Animals can form predictive associations of environmental cues with the availability of rewards such as food or sex, which aids future resource procurement. Across phyla dopaminergic neurons are central to coding of predictive associations. However, it is poorly understood how dopaminergic neurons encode cue and the reward information and how they distinguish between different types of reward and deprivation states. For instance, animals that are hungry are more likely to seek food associated cues while ignoring sex associated cues, but it is unclear how neural mechanisms permit these adjudications. It is therefore essential to determine how satiation states influence the robustness of reward signals.
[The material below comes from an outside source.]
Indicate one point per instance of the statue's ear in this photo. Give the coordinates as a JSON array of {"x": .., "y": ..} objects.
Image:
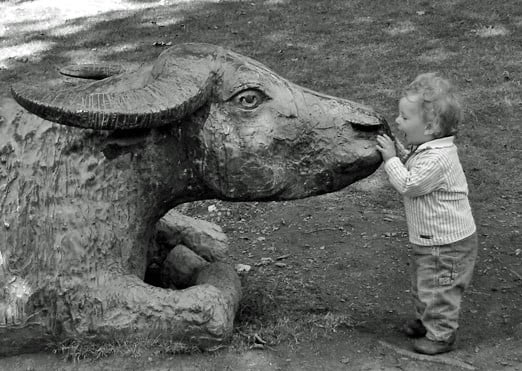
[{"x": 121, "y": 141}]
Anatomy and transcriptomics have established that dopaminergic neurons are heterogeneous which raises the possibility that distinct dopaminergic neuron subtypes provide reward-specific roles in these motivational processes. This proposal aims to understand neuronal mechanisms that allow satiation state to gate behavioural approach of a reward associated cue, at the level of single dopaminergic neurons using behavioural neurogenetics and in-vivo electrophysiology. The results will have relevance across phyla for understanding how the brain encodes reward. These findings will also inform how dysregulated reward-seeking can give rise to disease states such as addiction and depression.